楼梯间拐角有光照进来,杂糅着温柔时光落到俩人侧脸上,像极了在校园的楼梯相遇。

温燃站在高台阶上未下去,双手背在身后,倾身吻他。

沈砚站在低台阶,比温燃矮了半头,仰头接受她的赠吻。

随着窗外阳光愈加明媚绚烂,温燃迈下一个台阶,沈砚迈上一个台阶,变成他低头拥吻温燃。

分开五天半,想念变得炽热,热吻在阳光下妙不可言。

唇分时,温燃嘴唇水光泛亮,呼吸不稳,眼睛都变得失神。

沈砚额头抵着她,气息很热,“宝宝,新年快乐,平安幸福。”

沈砚来看望温志成,温燃本以为温志成没给沈砚准备红包,没想到温志成从枕头底下拿出红包递给沈砚。

温志成也是刀子嘴豆腐心,嘴硬而已。

温燃机灵鬼,立即在旁边说:“砚砚,快说谢谢爸。”

温志成瞪她,“你给我闭嘴。”

沈砚轻笑了声,“谢谢叔。”

沈砚一直在医院陪到晚上,温志成状态不错,有温燃总逗他笑,看着比温燃刚找到他时要有力气。

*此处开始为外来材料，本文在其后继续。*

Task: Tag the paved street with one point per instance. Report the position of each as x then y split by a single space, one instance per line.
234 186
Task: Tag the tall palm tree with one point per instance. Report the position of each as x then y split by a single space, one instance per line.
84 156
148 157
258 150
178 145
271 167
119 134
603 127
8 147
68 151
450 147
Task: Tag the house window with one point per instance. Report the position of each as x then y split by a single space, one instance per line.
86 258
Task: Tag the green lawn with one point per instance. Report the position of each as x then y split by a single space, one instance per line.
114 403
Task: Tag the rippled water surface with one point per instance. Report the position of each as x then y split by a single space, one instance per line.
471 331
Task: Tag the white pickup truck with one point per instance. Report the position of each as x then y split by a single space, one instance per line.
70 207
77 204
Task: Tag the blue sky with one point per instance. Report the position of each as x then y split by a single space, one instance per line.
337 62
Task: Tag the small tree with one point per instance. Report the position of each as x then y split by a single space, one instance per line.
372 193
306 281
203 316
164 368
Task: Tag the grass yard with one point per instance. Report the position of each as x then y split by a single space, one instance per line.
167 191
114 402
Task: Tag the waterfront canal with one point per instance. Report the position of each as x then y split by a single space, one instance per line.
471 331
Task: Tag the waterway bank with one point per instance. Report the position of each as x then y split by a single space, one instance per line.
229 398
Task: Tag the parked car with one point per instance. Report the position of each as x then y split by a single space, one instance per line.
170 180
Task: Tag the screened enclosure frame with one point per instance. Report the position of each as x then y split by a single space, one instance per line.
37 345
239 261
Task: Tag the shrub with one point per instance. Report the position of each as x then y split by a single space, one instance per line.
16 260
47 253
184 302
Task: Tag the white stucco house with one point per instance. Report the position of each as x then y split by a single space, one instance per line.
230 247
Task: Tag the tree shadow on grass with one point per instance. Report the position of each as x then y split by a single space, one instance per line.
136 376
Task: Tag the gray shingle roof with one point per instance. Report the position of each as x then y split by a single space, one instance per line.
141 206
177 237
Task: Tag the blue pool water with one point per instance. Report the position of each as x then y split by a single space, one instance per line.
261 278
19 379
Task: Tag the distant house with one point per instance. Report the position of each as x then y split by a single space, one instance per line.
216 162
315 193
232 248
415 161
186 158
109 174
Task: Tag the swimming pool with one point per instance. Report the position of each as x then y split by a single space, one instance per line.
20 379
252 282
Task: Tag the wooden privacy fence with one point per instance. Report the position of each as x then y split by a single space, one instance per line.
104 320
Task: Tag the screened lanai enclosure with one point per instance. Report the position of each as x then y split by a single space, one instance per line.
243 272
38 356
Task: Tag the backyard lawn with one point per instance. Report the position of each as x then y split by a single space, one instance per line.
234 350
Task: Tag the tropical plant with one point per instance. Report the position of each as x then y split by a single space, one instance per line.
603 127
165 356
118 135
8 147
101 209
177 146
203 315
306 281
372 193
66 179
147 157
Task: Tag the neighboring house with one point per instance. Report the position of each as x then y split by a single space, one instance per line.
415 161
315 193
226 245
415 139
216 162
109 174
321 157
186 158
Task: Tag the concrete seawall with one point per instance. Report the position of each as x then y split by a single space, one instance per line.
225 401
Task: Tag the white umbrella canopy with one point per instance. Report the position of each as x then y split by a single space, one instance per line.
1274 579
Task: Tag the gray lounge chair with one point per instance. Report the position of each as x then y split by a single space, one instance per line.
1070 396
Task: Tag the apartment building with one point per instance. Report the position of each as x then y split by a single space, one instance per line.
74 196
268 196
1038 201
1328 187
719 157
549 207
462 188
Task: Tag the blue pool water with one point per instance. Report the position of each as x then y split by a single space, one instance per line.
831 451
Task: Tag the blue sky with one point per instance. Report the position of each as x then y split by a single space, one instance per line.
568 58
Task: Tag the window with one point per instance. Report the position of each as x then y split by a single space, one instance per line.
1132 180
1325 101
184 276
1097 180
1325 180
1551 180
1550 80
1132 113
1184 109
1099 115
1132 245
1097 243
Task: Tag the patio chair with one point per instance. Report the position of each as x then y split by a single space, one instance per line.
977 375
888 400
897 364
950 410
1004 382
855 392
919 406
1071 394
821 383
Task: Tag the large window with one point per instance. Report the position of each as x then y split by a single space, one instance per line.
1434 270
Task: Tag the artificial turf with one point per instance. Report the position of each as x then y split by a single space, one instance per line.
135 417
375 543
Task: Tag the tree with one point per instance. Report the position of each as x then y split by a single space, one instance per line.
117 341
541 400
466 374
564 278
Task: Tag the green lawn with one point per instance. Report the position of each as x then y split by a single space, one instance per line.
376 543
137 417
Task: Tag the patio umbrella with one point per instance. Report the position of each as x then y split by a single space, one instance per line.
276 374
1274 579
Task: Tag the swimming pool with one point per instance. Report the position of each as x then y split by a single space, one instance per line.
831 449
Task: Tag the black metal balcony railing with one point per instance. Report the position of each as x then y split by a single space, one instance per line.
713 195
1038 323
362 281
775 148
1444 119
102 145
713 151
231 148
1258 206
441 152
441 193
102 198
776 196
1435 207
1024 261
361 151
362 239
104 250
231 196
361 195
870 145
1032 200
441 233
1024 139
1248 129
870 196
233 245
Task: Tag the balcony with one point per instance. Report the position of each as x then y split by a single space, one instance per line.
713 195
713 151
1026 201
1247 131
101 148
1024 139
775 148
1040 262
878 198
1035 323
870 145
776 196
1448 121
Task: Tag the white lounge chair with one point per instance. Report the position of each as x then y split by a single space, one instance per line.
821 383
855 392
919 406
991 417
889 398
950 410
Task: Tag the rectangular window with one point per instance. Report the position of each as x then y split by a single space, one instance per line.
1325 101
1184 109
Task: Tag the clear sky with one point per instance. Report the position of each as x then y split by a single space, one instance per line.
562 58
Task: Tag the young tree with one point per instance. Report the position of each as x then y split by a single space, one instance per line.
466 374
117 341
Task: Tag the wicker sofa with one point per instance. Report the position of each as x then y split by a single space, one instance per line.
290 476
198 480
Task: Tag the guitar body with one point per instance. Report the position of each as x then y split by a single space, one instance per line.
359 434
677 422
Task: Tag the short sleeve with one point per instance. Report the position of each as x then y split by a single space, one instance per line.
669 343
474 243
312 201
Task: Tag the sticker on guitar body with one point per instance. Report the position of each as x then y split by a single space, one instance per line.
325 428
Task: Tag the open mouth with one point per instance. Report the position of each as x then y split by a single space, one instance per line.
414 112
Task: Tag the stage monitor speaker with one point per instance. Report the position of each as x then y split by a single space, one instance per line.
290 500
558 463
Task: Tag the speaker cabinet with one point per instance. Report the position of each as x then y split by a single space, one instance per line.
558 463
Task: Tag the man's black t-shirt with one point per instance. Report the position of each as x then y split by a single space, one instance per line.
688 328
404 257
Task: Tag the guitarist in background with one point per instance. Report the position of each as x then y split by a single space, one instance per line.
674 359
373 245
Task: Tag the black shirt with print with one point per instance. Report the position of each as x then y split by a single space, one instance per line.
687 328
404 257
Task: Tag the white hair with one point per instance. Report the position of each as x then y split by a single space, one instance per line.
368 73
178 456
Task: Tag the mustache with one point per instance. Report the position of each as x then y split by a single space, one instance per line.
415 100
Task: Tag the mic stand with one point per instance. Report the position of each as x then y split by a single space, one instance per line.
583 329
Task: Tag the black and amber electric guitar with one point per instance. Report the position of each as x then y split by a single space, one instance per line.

晚上准备去酒店办入住时,温志成叫住了沈砚,“再坐会儿吧。”

温燃和沈砚对视一眼,两个人同时想到温志成要聊什么,温燃按下床的按钮,上半身自动升起,温燃为温志成重新弄了下他倚着的枕头,轻声说:“爸,你要是不想说就不说,我们没关系的,医生说你情绪最好不要有大波动。”

“没关系,就是关于黄虎,”温志成轻轻拍着温燃的手,“宝贝,这可能会令你不舒服。”

温燃脑袋突然像被锤子敲了,敲得她快脑袋快碎了,疼得皱眉。

什么意思?难道是她亲生父亲吗。